Resztę popołudnia Bartek spędził z nosem w laptopie szukając odpowiedniego miejsca i lokum. Co chwilę pokazywał Sabinie ekran komputera pytając, czy podoba jej się miejsce, hotel, okolica. Czy góry, czy morze lub inne miejsca. Sabina czuła coraz bardziej narastającą irytację. Jakby nie mógł tego zaplanować w domowym zaciszu i po prostu jej zaskoczyć. Nie. On jak małe podniecone dziecko pokazywał jej wszystko, co jest godne uwagi.
- Zobacz, tu mają fajny hotel, podoba ci się? – po raz setny wycelował ekran w jej stronę. Sabina z hukiem zamknęła książkę, którą próbowała czytać jednak bez skutecznie i rzuciła mu gniewne spojrzenie.
- Kurwa, człowieku wybierz coś po prostu i zrób mi niespodziankę – zagrzmiała.
- Chyba masz dość niespodzianek na dziś – zakpił.
- Ja pierdolę, Dawid, nie denerwuj mnie – prychnęła uderzając książką o stół. Skrzyżowała ręce na piersiach i westchnęła ciężko. Kątem oka spojrzała na Bartka, który patrzył na nią spod przymrużonych powiek.
- Jak mnie nazwałaś? – spytał. Po ciele Sabiny przeszedł nieprzyjemny dreszcz.  Poczuła, jakby ziemia usuwała jej się spod stóp.
- Bartek. Nazywasz się Bartek – odpowiedziała głupio a chłopak natychmiast pokręcił głową.
- Kim jest Dawid?
- Bartek, daj spokój – przyłożyła dłoń do czoła i potarła je z grymasem na twarzy. Nie wiedziała jak wybrnąć z tego impasu.

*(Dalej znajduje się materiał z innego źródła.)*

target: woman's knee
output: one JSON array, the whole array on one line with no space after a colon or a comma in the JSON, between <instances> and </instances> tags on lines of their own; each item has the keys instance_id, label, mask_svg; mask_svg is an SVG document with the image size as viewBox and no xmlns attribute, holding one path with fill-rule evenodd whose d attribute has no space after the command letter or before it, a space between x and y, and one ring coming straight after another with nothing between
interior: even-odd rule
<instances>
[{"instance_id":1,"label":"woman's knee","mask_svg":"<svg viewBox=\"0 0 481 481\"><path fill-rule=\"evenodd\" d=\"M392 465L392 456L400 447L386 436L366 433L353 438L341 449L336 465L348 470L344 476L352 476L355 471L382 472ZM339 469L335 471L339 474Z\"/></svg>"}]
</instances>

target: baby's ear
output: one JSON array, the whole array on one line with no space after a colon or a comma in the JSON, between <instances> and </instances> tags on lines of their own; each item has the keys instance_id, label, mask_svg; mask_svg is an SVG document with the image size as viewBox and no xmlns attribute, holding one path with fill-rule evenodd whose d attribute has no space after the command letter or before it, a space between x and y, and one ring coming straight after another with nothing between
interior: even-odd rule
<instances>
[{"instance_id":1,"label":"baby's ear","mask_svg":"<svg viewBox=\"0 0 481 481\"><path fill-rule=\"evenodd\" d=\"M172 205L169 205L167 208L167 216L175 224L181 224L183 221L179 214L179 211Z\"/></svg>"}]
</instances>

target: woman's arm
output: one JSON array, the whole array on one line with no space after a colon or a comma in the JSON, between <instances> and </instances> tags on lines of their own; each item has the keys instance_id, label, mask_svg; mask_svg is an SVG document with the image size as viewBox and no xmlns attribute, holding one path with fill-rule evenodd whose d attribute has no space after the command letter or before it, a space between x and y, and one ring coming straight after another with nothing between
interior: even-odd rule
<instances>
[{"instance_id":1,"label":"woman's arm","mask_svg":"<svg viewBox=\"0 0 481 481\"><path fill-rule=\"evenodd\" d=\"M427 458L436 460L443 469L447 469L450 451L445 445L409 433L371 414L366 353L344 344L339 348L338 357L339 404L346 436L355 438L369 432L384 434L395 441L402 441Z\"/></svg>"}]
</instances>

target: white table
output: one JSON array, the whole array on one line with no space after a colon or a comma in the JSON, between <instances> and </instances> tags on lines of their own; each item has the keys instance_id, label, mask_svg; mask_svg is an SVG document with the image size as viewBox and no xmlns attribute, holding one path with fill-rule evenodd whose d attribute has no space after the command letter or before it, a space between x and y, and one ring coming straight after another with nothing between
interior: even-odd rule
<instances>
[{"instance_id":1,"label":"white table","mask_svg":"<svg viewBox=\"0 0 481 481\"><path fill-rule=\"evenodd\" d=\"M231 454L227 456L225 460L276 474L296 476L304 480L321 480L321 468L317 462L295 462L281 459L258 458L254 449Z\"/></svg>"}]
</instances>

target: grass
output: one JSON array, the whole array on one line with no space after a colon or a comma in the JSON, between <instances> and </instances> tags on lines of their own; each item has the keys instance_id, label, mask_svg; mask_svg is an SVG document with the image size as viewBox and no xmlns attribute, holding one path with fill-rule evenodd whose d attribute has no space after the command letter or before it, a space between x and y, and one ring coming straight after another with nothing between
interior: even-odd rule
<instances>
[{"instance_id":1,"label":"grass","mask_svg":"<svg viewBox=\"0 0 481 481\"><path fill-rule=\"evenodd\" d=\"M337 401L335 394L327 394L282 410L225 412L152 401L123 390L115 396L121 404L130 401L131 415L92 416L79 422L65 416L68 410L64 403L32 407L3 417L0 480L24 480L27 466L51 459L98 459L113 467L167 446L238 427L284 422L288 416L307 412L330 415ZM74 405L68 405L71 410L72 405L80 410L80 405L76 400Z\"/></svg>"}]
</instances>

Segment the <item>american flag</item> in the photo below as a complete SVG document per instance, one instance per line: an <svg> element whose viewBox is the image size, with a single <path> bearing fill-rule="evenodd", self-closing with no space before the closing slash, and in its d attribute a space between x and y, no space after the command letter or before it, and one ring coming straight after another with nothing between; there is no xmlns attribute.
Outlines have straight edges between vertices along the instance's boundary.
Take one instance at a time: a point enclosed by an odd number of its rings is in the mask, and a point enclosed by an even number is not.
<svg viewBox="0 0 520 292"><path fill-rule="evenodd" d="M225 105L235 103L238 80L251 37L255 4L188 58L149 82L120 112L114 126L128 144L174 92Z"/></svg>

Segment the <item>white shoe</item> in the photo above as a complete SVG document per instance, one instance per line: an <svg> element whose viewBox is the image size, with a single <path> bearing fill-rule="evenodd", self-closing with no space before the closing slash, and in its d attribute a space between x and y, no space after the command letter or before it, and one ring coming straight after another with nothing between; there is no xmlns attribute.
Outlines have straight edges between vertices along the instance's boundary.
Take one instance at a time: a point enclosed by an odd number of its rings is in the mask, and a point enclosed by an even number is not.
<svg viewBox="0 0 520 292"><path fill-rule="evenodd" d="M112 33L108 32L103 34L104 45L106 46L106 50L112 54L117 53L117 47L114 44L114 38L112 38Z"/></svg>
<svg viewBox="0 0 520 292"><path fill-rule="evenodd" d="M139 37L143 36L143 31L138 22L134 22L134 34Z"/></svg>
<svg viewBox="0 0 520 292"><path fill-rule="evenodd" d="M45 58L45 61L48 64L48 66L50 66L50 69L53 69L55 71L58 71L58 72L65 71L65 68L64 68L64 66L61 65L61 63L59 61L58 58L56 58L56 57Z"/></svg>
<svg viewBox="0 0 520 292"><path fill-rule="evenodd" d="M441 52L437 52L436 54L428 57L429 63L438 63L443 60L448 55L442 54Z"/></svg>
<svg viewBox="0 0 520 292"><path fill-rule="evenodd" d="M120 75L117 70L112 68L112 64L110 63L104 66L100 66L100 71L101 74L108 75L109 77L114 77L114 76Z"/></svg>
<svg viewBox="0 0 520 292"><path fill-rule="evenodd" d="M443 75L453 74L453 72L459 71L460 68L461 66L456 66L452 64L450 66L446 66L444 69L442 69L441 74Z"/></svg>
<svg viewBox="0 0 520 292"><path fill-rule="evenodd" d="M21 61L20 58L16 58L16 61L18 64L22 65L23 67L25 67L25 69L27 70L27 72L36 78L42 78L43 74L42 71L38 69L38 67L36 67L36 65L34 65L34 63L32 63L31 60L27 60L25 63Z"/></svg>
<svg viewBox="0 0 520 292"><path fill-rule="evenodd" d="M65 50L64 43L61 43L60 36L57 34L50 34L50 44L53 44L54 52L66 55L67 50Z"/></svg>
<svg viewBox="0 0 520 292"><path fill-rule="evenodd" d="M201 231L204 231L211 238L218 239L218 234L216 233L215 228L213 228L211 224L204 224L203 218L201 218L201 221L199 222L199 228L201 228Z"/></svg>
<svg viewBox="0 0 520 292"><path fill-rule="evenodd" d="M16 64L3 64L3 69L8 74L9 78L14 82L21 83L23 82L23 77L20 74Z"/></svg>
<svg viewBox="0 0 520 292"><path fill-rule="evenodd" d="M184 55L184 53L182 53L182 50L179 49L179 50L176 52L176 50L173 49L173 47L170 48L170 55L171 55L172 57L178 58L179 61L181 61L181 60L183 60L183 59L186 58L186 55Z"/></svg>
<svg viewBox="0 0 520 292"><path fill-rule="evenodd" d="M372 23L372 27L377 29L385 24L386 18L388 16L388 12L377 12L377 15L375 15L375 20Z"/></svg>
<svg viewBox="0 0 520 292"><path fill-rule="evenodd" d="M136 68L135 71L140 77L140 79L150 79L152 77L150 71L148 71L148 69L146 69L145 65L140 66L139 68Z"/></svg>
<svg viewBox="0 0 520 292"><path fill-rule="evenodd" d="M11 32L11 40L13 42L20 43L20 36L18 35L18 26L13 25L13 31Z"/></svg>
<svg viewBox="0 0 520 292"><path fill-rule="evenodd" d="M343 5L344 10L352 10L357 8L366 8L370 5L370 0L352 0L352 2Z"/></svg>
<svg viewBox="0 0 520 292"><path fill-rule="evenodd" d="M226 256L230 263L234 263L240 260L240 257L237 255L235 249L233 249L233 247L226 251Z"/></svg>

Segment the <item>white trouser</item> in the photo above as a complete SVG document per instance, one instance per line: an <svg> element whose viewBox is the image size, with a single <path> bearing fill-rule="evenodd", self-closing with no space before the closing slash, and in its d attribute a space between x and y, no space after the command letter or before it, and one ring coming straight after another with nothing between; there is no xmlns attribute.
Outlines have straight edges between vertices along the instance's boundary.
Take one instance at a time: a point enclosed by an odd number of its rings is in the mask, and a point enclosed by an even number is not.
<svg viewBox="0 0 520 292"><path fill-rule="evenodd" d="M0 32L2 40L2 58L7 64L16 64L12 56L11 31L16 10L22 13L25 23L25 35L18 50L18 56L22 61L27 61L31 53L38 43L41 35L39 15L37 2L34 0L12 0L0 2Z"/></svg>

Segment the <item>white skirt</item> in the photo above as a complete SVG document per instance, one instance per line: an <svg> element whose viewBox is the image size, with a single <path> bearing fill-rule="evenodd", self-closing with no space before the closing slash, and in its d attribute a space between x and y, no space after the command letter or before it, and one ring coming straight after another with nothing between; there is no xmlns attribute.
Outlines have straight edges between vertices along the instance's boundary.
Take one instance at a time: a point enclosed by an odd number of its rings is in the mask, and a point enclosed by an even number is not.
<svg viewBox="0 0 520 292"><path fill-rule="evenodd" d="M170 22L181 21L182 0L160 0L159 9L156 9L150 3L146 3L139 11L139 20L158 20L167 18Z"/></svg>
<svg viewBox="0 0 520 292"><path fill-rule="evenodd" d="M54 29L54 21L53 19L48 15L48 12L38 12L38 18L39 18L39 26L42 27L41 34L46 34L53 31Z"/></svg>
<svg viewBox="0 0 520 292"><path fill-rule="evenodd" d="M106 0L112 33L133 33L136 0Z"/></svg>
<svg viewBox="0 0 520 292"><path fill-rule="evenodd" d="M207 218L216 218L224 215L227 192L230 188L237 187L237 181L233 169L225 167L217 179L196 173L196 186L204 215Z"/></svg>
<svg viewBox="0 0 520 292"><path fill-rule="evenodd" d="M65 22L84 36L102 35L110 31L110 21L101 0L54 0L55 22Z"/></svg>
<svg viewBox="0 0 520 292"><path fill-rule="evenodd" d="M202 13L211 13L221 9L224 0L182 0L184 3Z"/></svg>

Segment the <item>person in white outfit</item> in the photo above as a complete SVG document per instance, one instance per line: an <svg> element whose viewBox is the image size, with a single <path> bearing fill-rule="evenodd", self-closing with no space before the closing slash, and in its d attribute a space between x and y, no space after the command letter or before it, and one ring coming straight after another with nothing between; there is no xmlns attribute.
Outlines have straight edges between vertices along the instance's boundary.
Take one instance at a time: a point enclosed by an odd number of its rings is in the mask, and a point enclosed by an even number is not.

Nie będzie go przepraszać i udawać skruchy bo to mogłoby tylko pogorszyć sytuację. Puścić mimo uszu też nie może, skoro Bartek słyszał jej przejęzyczenie.
- Nie dam spokoju – odłożył laptop. – Kim jest Dawid?
- Po prostu się przejęzyczyłam. Mam ciężkie dni w pracy, nocka przede mną a ja nawet nie zmrużyłam oka – zgrabnie zmieniła temat ale Bartek nie dał się wywieść w pole.
- Masz kogoś?
- Kurwa, jasne, że nie – odpowiedziała oburzona. – Ciekawe kiedy miałabym się z nim spotykać? Między wycięciem tarczycy i obchodem w szpitalu? Nie wymyślaj – burknęła zirytowana. Koniec końców udało jej się załagodzić całą sytuację a raczej zwyczajnie zdenerwować się bardziej niż Bartek. Całą resztę jego wizyty była podenerwowana i pokazywała to po sobie zawodowo. W końcu Bartek odpuścił zostawiając ją samą. Sam nie wiedział co ma myśleć o tym „przejęzyczeniu”. Postanowił jednak bardziej przyjrzeć się swojej dziewczynie. A Sabina? Sabina była na siebie zła. Myślała, że już dawno uporała się z odejściem Dawida. Powtarzała sobie, że przecież ją zranił. Zostawił jak śmiecia. Obiecał a nie dotrzymał słowa. Był zwykłym gnojem i z takim przeświadczeniem żyła. A mimo to gdzieś tam w głowie nadal podświadomie siedział i nie chciał wyjść. Tego dnia przed pracą nie zmrużyła oka. W pracy też o dziwo nie chciało jej się spać. Była wściekła i to chyba dodawało jej energii. Wciąż mówiła sobie, że jeszcze dwa dni i spędzi miło czas z Bartkiem. Odpocznie, zresetuje się. A nuż coś poprzestawia się w jej głowie na plus. Bardzo na to liczyła.